A key finding of this study was that the Melone classification system was not suitable for characterizing all C3 fractures. Teunis et al. reported that the Melone system could allow for up to 76% (38/50) of fractures to be classified, but this current study found that only 59.3% (35/59) of C3 fractures fit within the Melone system [3]. For the Melone groups, the ratio of articular surface of the radial styloid to volar medial to dorsal medial articular area was roughly 2:2:1, meaning the dorsal medial fragments were relatively small. For the non-Melone fractures, Table 2 shows the various other fracture patterns that appeared in this study.
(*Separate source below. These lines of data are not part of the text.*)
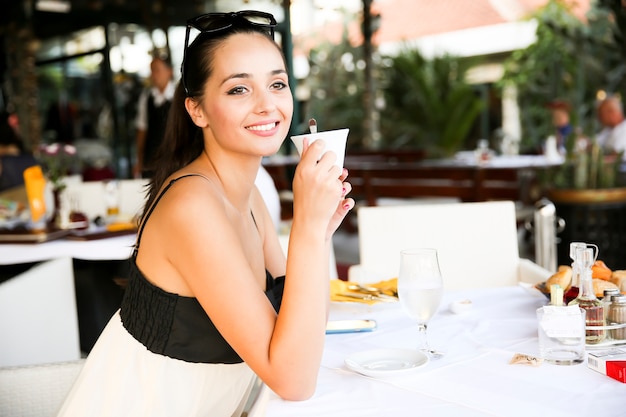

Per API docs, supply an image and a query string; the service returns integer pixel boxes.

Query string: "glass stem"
[417,323,430,352]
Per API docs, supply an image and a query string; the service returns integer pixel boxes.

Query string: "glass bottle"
[564,242,587,304]
[606,294,626,340]
[569,248,606,345]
Another key finding of this study is that the fracture lines are mainly located on the dorsal portion of the radius and around Lister’s tuber (Fig. 3). The general approach is to first reduce the fragments and press on Lister’s tuber or use an alternative means to maintain the tuber anatomy, and then secure with a plate or Kirschner wire [19]. It has been reported that alignment of the volar fragment with the radial styloid is more critical than the dorsal fragment as the dorsal fragment may not routinely benefit from specific reduction and fixation [3]. The dorsal fragment is not an isolated articular surface of the distal radius but an important area with dense trabecular bone in the dorsal aspect of the distal radius. Severe intra-articular fractures of the distal radius with comminuted, displaced, and malrotated fragments are difficult to stabilize using standard plates or screws. There are also challenges with treating the fractured joint in cases of substantial cartilage loss and extended metaphyseal/subchondral bony defects [19]. The importance of the dorsal medial fragment is that it helps to restore volar cortical alignment and thus increases the stability after manipulation of distal radial fractures [20]. Reducing and securing the small and comminuted dorsal medial fragments, especially around the articular area, are beneficial for restoring good functionality to the wrist.

The practicality and accuracy of fracture mapping have been reported in a number of studies investigating scapula bone fractures, tibial plateau fractures, radial head fractures, and ulnar pulley articular fractures [21,22,23,24]. The radial fracture map developed in this current study can also be used to assess existing fracture classification systems. An accurate map of fracture fragments allows for optimal preoperative planning, which includes the selection of a suitable surgical approach and fixation constructs. The results presented in this study provide insight into fracture morphology, which can assist with fracture classification and the design of biomechanical studies, ultimately aiding treatment.

There are some limitations to this study that should be noted. The first is that the analysis was carried out retrospectively on patients recruited over a short period of time. The second is the patient study group was relatively small, which could have influenced the clinical outcomes. For example, the patients with C3.2 and C3.3 fractures were roughly 3 times older than the patients with C3.1 fractures. The reason is that the sample of C3.1 fractures was so small that the comparability of populations is weakened. Finally, the data was primarily sourced from CT images, so for more accurate results, this should be accessed through by a randomized clinical trial.

In conclusion, we believe that severely comminuted intra-articular (AO/OTA 23C3) distal radial fractures should be assessed using fracture mapping before beginning any invasive treatments. The traditional Melone’s concept is not suitable for characterizing all C3 fractures. The fracture comminution regions of the dorsal fragments should be fixed using a suitable angle and positioning of the screws or Kirschner wire so as to achieve a stable reduction.